President Obama speaks on the economy at Georgetown University's Gaston Hall in Washington, Apr. 14, 2009. Saul Loeb/AFP/Getty Images
With more than $200 billion invested in U.S. banks, another $70 billion earmarked for American International Group (AIG), and $30 billion in credit for automakers and lenders, President Barack Obama may well qualify as the nation's Investor-in-Chief. And he's proving himself about as activist as an investor can get.
Obama as good as fired Rick Wagoner, the now former General Motors (GM) chief executive, and gave the automaker 60 days to shape up or face bankruptcy. He gave Chrysler just 30 days to find a buyer—in all likelihood Fiat (FIA.MI)—or confront the same fate. (It looks like Chrysler CEO Robert Nardelli also will be gone once a deal is in place or Chrysler files for bankruptcy.) With more than a little help from Congress, Obama and Timothy Geithner, the Treasury Secretary, have clamped down on executive pay and other corporate expenses, demanded detailed reports from lenders, and are putting banks through stress tests to ensure they can survive a worse-than-expected economic downturn.
In the process, the Administration has come out more strongly, and more clearly, than many expected: The automakers received grim deadlines rather than the indefinite life support many expected would flow to keep workers employed. And how banks succeed at or fail the Administration's stress tests will, it turns out, be made at least partially public, rather than cloaked in secrecy to protect the weakest institutions.
Just Like Any Major Investor Would
At the same time, government officials are, by and large, avoiding the aggressive fiat many feared (and some on the left hoped for), sticking instead to the established levers of influence available to major investors: conditions tied to financing and board or management changes, among others. Whether this active but relatively moderate tack is a hallmark of the President's governing philosophy—or more a reaction to the financial crisis and unprecedented economic conditions he confronts—remains to be seen.
"They are responding to these companies the same way that anybody who is putting in capital would respond," says Nell Minow, editor and co-founder of The Corporate Library, an independent corporate-governance research and analysis firm.
"Whether you go to the U.S. government or to a private equity firm, or to your Uncle Max, the first thing they're going to do is say, 'O.K., but we want some changes,'" says Minow, who previously spent a decade as a partner in a shareholder-activist investment fund. "Given the sensitivity of their involvement, and given all the complications of working with companies and the Congress, I think they're doing pretty well."
Others see the Obama Administration's efforts as far from benign—and far from what even big private-sector shareholders would be able to do. Charles Elson, a finance professor and head of the University of Delaware's Weinberg Center for Corporate Governance, calls the Administration's efforts "a government takeover of shareholder prerogative."
Bypassing the Board
Elson says his concerns are less with the changes Obama has imposed than with how he has imposed them. With influence far out of proportion to the money the government has lent or the share stakes it owns, Obama has, in the case of the automakers, effectively bypassed corporate boards to shake up management and impose corporate strategy.
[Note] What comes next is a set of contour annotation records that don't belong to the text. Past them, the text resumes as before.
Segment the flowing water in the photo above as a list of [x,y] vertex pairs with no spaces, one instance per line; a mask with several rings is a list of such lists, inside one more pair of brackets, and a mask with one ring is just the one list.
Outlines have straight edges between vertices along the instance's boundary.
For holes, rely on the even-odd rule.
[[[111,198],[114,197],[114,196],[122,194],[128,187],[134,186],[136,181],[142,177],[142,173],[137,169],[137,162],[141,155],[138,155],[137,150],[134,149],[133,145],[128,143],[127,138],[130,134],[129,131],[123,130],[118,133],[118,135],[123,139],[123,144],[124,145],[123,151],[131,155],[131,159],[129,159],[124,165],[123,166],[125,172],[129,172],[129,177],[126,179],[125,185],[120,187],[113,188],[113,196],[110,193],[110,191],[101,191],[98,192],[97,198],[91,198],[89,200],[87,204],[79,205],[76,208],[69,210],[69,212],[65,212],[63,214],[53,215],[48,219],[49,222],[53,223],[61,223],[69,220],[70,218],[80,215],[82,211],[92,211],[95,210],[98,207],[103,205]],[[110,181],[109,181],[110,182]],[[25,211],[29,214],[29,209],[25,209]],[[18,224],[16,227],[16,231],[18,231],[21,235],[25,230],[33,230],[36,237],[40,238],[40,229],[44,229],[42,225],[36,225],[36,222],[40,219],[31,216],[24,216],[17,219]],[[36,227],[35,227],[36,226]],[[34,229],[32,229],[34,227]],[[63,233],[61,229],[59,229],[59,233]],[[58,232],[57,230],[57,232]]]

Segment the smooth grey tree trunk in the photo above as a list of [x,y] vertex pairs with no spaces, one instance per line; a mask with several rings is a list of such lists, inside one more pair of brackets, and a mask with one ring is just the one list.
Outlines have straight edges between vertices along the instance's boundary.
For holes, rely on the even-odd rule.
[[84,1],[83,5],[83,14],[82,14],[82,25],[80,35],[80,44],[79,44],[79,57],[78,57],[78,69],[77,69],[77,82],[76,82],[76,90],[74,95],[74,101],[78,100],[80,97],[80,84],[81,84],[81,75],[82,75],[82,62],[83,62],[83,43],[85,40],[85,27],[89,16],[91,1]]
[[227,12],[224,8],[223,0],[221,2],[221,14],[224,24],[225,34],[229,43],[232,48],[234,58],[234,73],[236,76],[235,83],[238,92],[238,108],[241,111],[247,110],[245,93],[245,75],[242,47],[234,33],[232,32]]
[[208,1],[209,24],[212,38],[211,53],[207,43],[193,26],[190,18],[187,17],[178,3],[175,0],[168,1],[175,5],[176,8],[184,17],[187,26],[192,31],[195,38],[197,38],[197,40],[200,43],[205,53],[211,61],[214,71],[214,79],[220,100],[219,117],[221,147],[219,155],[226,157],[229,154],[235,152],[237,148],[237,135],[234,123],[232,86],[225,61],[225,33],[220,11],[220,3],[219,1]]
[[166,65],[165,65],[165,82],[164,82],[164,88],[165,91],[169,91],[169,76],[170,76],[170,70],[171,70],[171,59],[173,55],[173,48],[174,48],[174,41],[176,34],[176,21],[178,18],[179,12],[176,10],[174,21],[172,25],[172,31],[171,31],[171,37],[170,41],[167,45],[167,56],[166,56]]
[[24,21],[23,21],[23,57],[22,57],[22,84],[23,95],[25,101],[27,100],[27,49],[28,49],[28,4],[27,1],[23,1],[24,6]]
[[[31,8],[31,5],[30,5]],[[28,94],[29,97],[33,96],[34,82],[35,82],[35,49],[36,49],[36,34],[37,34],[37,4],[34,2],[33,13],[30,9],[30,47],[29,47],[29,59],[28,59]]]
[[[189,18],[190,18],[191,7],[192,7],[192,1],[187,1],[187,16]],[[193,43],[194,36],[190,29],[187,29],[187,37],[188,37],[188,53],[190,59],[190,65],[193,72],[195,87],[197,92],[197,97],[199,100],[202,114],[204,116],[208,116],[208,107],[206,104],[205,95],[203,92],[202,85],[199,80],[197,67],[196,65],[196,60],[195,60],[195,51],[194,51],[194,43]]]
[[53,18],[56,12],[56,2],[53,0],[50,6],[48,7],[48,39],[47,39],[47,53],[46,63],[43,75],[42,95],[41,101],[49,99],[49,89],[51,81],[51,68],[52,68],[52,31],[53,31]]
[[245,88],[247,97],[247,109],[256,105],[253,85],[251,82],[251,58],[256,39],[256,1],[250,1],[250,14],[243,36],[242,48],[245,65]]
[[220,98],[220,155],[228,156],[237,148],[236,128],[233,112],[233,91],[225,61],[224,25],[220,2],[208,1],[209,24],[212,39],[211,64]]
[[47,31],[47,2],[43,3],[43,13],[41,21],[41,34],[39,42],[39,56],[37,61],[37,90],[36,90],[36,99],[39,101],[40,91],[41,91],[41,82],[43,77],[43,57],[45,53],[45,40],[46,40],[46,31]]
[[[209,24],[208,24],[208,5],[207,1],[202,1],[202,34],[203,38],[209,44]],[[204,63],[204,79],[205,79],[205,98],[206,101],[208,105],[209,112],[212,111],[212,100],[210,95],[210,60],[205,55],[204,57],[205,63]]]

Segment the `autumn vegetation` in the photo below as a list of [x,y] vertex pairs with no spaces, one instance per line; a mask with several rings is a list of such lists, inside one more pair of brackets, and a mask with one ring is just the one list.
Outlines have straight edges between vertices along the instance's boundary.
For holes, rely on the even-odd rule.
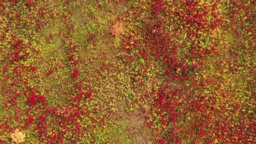
[[0,2],[0,144],[256,143],[254,0]]

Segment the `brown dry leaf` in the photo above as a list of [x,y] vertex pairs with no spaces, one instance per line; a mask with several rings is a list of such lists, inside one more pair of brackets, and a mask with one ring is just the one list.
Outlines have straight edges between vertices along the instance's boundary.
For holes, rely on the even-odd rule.
[[25,135],[22,131],[19,131],[18,129],[11,134],[10,137],[12,141],[15,144],[20,144],[25,142]]
[[117,22],[112,27],[111,30],[111,34],[116,36],[119,36],[123,33],[123,24],[122,23]]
In the process, he has supplanted the primacy of maximizing shareholder value with political goals: limiting pay at banks and directing automaker production toward low-emission vehicles.
"The President of the United States firing the head of GM? That's the job of the board," Elson says. "When you bypass traditional structures to accomplish what you consider to be legitimate ends, but using questionable means, ultimately society suffers."
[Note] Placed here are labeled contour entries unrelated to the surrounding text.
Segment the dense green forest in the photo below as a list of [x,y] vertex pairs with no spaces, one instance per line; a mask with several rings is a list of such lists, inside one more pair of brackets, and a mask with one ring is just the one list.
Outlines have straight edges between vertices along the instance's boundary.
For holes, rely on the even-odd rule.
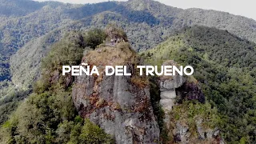
[[[79,64],[85,48],[94,48],[89,42],[98,46],[105,39],[100,30],[88,33],[70,33],[52,46],[43,59],[42,74],[33,93],[2,126],[0,143],[114,143],[98,126],[78,115],[71,100],[73,78],[62,76],[61,66]],[[14,99],[27,94],[16,94]]]
[[[85,49],[102,42],[102,31],[88,30],[110,23],[124,29],[147,63],[174,59],[194,66],[206,97],[206,106],[199,107],[212,110],[203,113],[206,117],[218,114],[214,123],[226,142],[256,142],[253,19],[151,0],[86,5],[0,0],[0,142],[113,142],[98,126],[78,116],[71,102],[73,79],[58,77],[59,66],[78,64]],[[95,40],[98,36],[102,39]],[[172,114],[182,106],[191,105],[186,102]]]
[[[256,42],[256,22],[252,19],[214,10],[182,10],[154,1],[73,5],[1,0],[0,3],[1,81],[10,80],[15,73],[10,70],[11,55],[24,46],[23,49],[26,49],[29,42],[38,42],[37,38],[60,29],[102,28],[109,23],[115,23],[125,30],[131,45],[138,51],[152,48],[170,34],[196,24],[226,29],[240,38]],[[25,4],[30,6],[24,6]],[[46,43],[49,46],[53,42]],[[43,44],[41,42],[38,46]]]
[[206,101],[218,109],[225,141],[255,142],[256,45],[227,30],[194,26],[141,54],[149,64],[192,66]]

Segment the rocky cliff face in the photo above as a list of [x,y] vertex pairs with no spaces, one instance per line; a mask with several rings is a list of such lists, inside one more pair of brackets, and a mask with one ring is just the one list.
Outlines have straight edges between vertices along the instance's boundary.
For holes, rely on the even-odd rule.
[[[149,82],[146,78],[136,76],[138,62],[124,42],[89,51],[82,62],[97,66],[100,75],[77,77],[73,86],[73,101],[80,115],[113,135],[117,143],[159,142]],[[127,66],[131,76],[106,76],[104,66],[117,65]]]
[[[177,63],[170,60],[163,62],[162,65],[177,66]],[[159,104],[164,111],[164,126],[167,131],[167,136],[173,138],[170,143],[224,143],[220,137],[219,129],[217,127],[206,129],[202,126],[206,119],[200,117],[193,119],[195,123],[195,130],[189,126],[187,119],[174,120],[174,115],[171,114],[172,110],[182,100],[197,100],[201,103],[205,102],[204,94],[196,83],[189,82],[184,76],[178,74],[169,77],[161,76],[158,78],[158,87],[160,89]],[[192,133],[196,133],[198,138],[192,136]]]

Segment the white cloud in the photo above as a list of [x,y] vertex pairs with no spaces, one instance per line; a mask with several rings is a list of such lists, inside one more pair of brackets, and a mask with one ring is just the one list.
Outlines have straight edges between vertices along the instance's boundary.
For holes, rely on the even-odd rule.
[[[37,0],[47,1],[47,0]],[[69,3],[96,3],[108,2],[109,0],[56,0]],[[111,0],[112,1],[112,0]],[[126,0],[118,0],[126,1]],[[255,0],[157,0],[166,5],[187,8],[201,8],[206,10],[215,10],[226,11],[230,14],[242,15],[256,20],[256,1]]]

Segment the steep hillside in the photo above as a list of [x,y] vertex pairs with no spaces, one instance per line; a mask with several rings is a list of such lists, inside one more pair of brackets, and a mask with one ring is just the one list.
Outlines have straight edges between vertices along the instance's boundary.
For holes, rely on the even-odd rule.
[[[74,23],[78,25],[70,26],[73,30],[88,26],[103,27],[108,23],[116,23],[124,28],[131,45],[138,51],[154,47],[174,31],[193,25],[227,30],[241,38],[256,41],[256,22],[252,19],[214,10],[182,10],[151,0],[88,5],[4,2],[3,6],[22,5],[24,2],[40,6],[34,6],[34,10],[20,6],[19,9],[24,9],[24,14],[20,13],[21,15],[15,17],[0,17],[2,21],[0,24],[1,80],[10,78],[9,58],[17,50],[33,38]],[[13,8],[12,10],[16,10]]]
[[[149,64],[161,65],[173,59],[192,66],[195,79],[190,79],[202,86],[207,102],[218,109],[220,118],[215,122],[225,141],[251,143],[256,138],[255,50],[254,43],[227,31],[193,26],[142,55]],[[182,105],[174,110],[180,112],[187,107]]]

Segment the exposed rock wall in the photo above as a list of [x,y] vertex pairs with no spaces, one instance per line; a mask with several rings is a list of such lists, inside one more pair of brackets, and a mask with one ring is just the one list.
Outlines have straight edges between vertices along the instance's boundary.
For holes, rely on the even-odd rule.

Nonsense, counters Daniel Alpert, founding managing director of Westwood Capital, a boutique investment bank. Lenders, for example, are completely within their rights to make demands to safeguard their capital, including changes in strategy—particularly when a shaky borrower asks for additional funds.
The automakers are a debtor "that came to the government and said, 'Thank you very much for all the money you lent me, it's not enough—I need more,'" Alpert says. "The government said, 'O.K., under those circumstances, here's what you need to do.'"
Activism Worthy of Icahn?
And as a major shareholder in many of the biggest banks—with a 36% stake in Citigroup (C), "there's never been as big a shareholder [in a major bank] since probably J. Pierpont Morgan himself," Alpert says—the government has every reason to demand that they rein in spending and compensation, or pursue other ends. He likens some of the government's nonfinancial demands to investor campaigns in the 1980s to force companies to divest holdings in South Africa under apartheid.
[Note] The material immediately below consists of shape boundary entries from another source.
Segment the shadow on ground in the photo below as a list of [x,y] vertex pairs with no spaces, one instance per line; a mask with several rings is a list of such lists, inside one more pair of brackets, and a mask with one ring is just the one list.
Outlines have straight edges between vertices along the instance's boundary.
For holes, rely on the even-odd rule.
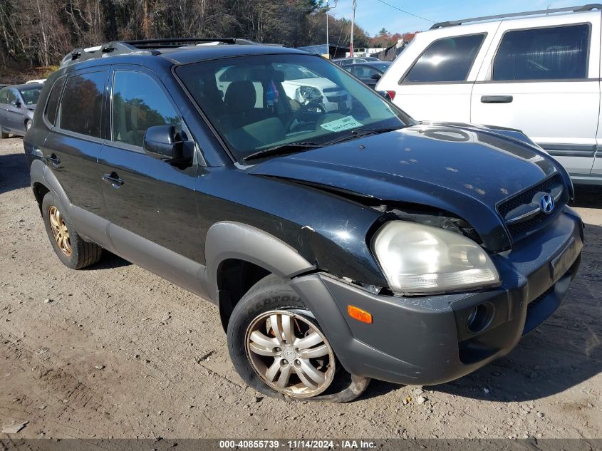
[[0,155],[0,195],[28,186],[29,172],[23,152]]

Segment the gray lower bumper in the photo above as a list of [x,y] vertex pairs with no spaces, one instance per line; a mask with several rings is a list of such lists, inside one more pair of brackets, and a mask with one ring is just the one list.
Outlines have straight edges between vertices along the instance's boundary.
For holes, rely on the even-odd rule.
[[[512,351],[560,305],[581,261],[583,223],[571,209],[536,237],[493,256],[502,284],[484,291],[430,296],[374,296],[323,274],[291,286],[308,304],[343,366],[353,374],[409,385],[462,377]],[[472,307],[493,307],[489,324],[467,327]],[[351,318],[347,306],[370,312]]]

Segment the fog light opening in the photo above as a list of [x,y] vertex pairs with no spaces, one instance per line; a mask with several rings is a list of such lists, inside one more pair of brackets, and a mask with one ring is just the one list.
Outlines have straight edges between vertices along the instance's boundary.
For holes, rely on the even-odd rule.
[[493,319],[493,312],[494,307],[489,303],[474,306],[466,319],[467,328],[473,333],[484,331]]

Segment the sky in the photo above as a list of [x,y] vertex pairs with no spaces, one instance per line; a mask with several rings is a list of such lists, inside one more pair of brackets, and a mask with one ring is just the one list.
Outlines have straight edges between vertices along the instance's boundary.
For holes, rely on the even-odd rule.
[[[581,0],[383,0],[393,6],[429,20],[418,19],[401,12],[379,0],[356,0],[356,22],[370,36],[385,28],[391,33],[427,30],[434,22],[442,22],[469,17],[491,16],[550,8],[562,8],[591,1]],[[334,0],[330,0],[330,6]],[[353,0],[339,0],[331,14],[335,17],[351,19]]]

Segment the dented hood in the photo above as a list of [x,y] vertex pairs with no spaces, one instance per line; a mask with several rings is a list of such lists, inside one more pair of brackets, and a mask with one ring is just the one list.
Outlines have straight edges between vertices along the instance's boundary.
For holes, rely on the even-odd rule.
[[556,172],[529,144],[481,128],[418,125],[273,158],[251,173],[388,202],[428,205],[468,221],[492,252],[511,239],[495,207]]

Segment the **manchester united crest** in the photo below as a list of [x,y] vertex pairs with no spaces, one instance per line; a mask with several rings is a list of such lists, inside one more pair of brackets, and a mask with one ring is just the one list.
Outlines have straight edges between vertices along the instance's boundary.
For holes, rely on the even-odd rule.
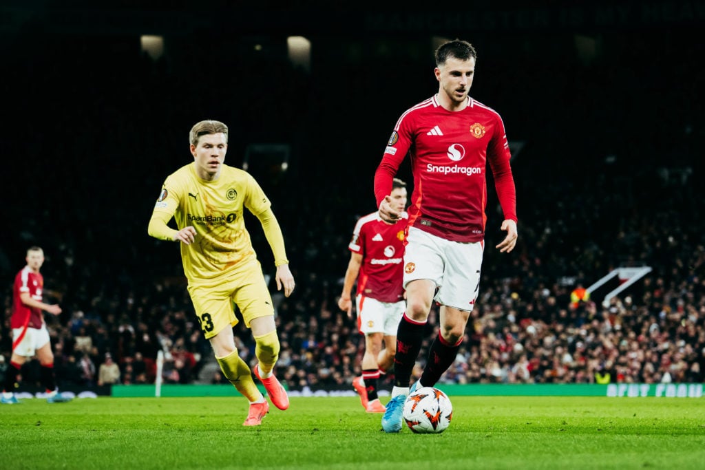
[[472,137],[477,139],[482,139],[484,137],[484,126],[479,123],[475,123],[470,126],[470,133],[472,134]]

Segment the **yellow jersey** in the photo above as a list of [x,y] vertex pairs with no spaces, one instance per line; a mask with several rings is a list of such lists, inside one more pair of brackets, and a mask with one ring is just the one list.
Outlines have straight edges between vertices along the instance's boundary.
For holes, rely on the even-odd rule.
[[184,274],[190,283],[227,276],[257,259],[243,219],[245,207],[257,216],[271,202],[247,172],[223,165],[217,180],[201,179],[193,163],[166,177],[154,213],[173,216],[179,230],[196,229],[195,241],[181,243]]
Indeed, in an odd way, the Administration is filling a role that activist shareholders like Carl Icahn have been demanding for years: insisting that management heed the demands of company owners. It's just that now the biggest shareholder in some cases is the government.
To Alpert, the real failing has been on the part of institutional investors who have done little to police the companies that they lend to or invest in.
"This notion that a 30% shareholder shouldn't be clear in making its opinions known is absurd," Alpert says. "In fact, as a taxpayer, I want the government to be all over the companies they've invested in."
Francis is a correspondent in BusinessWeek's Washington bureau.